Well, the mounting holes are not tapered and the flange thickness seems to be closer to the real than the fake one... but I am still nervous about the lack of glue between the tinsels and the basket. Any MW160 owners out there who can compare with their drivers???


----------



## Oliver

By visuals only [they're fake ].


----------



## Luke352

I was actually there when those real vs fake pics were taken, and I'd say yours are real the main pointers to real is the fact yours have flat, non tapered screw holes, the cone is a little hard to pick but the surround looks like the real one, you can see in the pic the fake a really shiny plastic looking surround whereas the real one has a dull colour like yours. As someone said they may have changed terminals, a terminal is a 2cent piece easily made and changed, so it's possible they've changed. Though try and replicate the pictures they have on the website, that way we can see a bit more to compare.


----------



## azngotskills

The recent Dynaudio 342s that i had did not have the "glue" on the terminals....i am certain they are 110% authentic as they came directly from Dynaudio. Just by looking at the pictures, i would guess to say they are real


----------



## kaigoss69

Yeah, I think these may actually be real! Thanks guys.


----------



## speakerboy

Do they sound real or fake?


----------



## kaigoss69

speakerboy said:


> Do they sound real or fake?


Well, I hooked them up yesterday. Installed in the rear doors of my VW Jetta. Amplified by the rear channels of an Eclpise XA4000, available wattage is 125 per side. Crossed over in a bandpass configuration, HP 40 Hz @ 18 db/octave, LP 100 Hz @ 12 db/octave.

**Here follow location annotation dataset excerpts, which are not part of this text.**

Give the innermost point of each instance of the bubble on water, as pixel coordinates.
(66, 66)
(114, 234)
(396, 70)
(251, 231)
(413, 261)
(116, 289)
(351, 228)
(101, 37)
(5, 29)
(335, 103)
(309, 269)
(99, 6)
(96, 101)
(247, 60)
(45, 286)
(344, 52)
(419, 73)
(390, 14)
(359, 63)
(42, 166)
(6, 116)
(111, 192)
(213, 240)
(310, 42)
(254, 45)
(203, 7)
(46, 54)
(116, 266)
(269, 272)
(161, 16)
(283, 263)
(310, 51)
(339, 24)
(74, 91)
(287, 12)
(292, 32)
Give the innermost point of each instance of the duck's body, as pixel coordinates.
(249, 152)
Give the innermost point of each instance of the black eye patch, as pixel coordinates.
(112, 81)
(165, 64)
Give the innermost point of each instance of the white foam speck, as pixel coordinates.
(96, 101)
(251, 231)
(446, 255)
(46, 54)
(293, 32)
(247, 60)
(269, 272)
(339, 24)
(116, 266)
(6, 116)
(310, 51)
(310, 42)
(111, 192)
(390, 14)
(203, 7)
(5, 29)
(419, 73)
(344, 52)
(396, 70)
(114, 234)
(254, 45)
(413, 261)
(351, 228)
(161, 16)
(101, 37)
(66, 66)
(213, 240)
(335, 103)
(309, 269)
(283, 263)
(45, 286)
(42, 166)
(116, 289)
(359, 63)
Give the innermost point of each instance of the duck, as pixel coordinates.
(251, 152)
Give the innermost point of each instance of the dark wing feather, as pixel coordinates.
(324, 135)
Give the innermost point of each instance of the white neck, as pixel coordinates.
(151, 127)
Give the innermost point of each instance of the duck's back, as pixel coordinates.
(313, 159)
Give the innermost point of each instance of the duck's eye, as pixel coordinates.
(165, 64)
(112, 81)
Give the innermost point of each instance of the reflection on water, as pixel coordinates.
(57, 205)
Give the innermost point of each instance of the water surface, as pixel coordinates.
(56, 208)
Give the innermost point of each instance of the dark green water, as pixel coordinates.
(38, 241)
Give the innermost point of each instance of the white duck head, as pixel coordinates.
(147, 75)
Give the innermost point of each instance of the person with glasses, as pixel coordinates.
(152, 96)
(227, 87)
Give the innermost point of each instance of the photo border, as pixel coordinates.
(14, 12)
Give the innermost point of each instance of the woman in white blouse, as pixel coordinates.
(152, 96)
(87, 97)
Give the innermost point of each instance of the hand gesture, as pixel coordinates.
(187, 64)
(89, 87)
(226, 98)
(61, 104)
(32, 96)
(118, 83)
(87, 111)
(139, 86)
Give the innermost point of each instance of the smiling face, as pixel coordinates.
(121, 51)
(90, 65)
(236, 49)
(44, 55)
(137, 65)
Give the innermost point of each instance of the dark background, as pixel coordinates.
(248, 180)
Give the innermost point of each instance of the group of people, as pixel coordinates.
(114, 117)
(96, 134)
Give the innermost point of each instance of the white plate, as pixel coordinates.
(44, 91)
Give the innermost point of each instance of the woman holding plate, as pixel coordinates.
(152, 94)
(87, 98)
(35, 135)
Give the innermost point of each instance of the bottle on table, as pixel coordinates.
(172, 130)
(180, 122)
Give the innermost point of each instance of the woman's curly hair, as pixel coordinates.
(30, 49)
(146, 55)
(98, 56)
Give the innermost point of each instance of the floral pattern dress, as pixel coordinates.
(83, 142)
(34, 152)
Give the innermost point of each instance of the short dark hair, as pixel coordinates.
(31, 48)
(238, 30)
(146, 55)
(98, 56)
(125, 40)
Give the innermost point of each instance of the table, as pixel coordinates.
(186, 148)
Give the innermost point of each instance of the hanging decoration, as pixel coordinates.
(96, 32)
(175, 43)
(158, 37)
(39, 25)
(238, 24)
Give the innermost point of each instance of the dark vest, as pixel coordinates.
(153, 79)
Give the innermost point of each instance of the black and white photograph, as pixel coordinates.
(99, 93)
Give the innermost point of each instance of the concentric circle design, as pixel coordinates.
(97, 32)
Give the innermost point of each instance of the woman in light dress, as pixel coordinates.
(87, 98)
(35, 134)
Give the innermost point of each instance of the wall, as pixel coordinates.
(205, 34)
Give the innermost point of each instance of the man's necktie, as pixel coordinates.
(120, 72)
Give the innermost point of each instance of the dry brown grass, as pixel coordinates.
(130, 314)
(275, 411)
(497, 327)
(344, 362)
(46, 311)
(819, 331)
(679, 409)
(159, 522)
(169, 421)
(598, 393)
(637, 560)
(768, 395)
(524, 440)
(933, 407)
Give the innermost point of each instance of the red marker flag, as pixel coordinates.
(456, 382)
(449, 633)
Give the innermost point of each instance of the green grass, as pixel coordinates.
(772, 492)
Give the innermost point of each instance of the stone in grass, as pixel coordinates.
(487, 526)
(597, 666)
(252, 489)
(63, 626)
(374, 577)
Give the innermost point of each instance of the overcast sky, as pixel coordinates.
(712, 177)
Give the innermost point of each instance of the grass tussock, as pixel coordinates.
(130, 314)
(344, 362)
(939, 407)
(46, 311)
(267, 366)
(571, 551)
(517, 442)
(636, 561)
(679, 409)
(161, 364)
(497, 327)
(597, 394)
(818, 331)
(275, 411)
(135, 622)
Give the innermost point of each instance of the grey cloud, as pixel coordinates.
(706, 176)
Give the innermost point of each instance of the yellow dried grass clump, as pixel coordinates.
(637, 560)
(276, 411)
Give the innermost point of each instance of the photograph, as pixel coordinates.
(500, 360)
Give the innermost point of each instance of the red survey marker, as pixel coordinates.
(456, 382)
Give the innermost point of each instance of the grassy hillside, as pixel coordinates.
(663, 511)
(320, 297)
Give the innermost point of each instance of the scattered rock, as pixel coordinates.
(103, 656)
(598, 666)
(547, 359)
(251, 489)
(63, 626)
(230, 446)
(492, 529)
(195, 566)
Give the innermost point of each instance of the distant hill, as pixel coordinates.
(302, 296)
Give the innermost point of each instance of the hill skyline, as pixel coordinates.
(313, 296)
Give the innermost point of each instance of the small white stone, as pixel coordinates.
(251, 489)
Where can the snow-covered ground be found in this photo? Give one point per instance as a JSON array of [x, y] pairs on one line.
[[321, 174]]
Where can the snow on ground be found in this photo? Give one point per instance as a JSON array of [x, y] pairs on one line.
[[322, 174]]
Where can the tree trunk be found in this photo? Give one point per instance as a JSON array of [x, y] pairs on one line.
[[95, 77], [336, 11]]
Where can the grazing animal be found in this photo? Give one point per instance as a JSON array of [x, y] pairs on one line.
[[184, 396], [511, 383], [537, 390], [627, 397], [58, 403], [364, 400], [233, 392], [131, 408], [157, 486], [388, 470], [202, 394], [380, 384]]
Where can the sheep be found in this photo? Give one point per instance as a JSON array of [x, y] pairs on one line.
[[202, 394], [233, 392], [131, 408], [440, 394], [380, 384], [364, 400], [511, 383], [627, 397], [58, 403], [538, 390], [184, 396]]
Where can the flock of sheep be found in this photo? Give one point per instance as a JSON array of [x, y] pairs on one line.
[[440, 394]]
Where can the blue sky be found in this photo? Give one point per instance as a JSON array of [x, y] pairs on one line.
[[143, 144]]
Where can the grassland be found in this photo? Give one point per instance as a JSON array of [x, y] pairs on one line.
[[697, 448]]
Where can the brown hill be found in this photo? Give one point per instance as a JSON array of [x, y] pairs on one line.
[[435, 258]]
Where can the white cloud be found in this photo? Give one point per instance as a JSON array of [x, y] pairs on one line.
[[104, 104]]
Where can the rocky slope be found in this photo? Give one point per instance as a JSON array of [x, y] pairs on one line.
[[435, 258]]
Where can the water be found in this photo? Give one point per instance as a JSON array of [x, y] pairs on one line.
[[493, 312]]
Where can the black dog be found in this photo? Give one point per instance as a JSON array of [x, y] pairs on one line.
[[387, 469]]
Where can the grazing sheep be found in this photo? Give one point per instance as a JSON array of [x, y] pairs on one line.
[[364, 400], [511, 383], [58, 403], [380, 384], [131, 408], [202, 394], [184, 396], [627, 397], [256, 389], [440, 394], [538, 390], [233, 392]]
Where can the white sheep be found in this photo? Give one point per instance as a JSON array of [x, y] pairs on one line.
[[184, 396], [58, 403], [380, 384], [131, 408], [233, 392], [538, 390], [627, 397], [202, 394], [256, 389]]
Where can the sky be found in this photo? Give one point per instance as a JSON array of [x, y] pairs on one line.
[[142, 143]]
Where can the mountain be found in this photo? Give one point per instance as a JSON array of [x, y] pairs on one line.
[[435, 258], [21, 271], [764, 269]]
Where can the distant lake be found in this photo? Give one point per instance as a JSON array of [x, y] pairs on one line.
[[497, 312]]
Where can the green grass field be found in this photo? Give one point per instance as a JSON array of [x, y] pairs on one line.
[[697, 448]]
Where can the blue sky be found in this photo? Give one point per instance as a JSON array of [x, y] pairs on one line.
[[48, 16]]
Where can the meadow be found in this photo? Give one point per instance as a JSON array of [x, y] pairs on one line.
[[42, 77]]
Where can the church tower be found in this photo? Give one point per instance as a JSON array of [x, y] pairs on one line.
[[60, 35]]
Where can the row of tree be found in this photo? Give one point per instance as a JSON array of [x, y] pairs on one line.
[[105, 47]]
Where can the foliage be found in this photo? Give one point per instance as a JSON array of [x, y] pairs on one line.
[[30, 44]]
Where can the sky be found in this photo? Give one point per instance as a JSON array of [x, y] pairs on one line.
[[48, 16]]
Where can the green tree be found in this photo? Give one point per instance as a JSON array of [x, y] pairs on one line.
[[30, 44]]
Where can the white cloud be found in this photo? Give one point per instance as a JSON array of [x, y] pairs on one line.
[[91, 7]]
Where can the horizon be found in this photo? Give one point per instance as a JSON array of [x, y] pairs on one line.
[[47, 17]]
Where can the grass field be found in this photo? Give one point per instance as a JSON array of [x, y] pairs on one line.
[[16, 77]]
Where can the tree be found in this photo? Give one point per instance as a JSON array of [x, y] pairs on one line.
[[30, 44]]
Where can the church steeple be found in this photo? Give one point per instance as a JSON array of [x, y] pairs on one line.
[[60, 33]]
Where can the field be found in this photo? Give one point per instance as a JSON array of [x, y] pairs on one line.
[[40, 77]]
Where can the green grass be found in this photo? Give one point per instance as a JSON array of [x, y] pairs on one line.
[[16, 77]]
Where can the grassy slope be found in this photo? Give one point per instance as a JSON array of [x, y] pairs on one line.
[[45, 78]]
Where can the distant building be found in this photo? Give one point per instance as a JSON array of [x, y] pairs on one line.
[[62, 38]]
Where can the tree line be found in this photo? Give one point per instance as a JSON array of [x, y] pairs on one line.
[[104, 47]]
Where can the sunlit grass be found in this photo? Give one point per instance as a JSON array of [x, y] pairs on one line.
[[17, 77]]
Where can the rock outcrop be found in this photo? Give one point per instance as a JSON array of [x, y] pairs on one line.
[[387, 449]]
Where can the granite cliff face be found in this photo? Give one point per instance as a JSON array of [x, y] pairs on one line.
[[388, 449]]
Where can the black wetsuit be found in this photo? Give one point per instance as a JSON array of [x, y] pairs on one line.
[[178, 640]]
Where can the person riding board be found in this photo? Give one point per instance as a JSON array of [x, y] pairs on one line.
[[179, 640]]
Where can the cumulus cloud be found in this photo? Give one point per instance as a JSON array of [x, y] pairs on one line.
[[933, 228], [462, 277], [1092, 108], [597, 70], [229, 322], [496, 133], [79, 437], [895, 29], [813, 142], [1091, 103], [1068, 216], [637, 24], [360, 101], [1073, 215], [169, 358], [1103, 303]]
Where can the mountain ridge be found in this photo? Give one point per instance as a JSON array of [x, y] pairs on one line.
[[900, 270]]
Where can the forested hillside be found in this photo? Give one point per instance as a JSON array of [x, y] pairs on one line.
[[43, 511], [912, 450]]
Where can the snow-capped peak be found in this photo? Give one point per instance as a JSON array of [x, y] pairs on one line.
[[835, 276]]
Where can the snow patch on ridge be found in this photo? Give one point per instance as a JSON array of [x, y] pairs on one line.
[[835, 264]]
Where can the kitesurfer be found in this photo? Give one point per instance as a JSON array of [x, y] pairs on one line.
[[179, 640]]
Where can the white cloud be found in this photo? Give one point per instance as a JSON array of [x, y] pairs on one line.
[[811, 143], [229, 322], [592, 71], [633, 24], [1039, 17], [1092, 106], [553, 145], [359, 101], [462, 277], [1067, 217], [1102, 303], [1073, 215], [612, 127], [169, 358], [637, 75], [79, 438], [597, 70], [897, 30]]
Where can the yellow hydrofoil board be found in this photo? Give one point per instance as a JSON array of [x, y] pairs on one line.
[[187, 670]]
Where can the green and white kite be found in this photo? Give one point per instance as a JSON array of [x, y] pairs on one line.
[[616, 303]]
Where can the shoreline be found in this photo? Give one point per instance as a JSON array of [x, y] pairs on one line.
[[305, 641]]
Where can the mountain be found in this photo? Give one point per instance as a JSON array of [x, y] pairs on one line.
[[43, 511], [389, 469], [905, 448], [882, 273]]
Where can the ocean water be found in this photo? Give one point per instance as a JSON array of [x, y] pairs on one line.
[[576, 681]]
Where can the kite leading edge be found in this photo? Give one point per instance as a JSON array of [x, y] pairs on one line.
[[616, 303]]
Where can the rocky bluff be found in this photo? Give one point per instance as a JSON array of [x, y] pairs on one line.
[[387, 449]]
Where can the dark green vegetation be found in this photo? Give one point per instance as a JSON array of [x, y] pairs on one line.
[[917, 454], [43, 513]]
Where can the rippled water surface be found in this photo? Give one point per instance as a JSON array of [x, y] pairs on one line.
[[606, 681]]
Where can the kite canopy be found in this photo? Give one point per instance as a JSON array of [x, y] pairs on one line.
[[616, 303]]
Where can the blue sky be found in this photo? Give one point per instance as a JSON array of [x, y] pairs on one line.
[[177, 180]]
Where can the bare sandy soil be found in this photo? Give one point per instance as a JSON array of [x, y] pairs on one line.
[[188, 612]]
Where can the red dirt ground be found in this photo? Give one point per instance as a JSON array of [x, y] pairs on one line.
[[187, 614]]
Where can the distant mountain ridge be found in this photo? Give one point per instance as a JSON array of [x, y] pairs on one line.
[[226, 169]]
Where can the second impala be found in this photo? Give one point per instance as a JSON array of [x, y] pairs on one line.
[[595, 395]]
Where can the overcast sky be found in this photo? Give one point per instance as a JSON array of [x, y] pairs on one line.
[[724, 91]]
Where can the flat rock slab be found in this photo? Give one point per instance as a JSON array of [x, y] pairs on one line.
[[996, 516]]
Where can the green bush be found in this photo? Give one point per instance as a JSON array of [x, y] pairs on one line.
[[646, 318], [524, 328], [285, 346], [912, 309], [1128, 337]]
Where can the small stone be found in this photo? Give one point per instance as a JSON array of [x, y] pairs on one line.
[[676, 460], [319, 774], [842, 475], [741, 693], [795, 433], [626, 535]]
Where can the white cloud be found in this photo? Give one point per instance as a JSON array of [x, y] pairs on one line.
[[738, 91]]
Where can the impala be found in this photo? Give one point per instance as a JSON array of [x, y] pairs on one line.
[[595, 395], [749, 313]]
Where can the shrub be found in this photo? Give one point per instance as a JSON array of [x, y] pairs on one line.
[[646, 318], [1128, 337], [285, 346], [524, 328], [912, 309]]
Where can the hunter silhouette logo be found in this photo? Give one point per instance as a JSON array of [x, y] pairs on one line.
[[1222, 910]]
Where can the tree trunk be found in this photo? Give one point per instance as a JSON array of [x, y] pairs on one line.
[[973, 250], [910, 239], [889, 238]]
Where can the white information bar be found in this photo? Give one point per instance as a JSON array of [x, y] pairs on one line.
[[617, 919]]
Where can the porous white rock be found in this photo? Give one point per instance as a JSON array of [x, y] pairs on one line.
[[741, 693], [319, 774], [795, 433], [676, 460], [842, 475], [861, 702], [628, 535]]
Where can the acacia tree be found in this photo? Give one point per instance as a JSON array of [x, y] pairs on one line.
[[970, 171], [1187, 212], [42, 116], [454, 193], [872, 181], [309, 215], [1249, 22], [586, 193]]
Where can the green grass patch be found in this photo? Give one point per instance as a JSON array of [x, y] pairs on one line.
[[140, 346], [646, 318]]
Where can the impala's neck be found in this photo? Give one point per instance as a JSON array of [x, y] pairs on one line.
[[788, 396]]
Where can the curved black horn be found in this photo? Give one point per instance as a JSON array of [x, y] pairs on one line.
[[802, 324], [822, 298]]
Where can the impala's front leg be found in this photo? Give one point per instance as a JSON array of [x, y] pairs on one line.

I have to admit, I don't really know much about how a single driver like that should sound, but let's just say that I am not impressed! Granted, I have not installed any Dynamat yet, so the door baffle still has holes and I can feel the air moving through them when the bass notes hit.

I ran some normal music with a lot of punch in the 60-80 Hz region, and the speakers started making a mechanical sound (like a pop) at moderate levels. At that point the cone was moving say about 8 mm peak to peak, judged by the naked eye. Of course, I did not crank it beyond that level.

I then popped in a sine wave CD and ran a 60 Hz test tone. I cranked it up to where I the excursion was in the neighborhood of 10 mm p2p. I was afraid to crank it higher, as a sine wave can do some damage to a speaker I am sure if driven beyond its capabilities.

The curious thing is, it seemed the driver took a higher volume level from the sine wave signal, and showed more excursion without bottoming out, than compared to the music signal. Is this normal?

I calculated the wattage I was feeding the driver during the sine wave test (by reading the AC voltage with a DVM and then applying Ohm's law) and it was 65W. However, the driver is supposed to be capable of handling 120W...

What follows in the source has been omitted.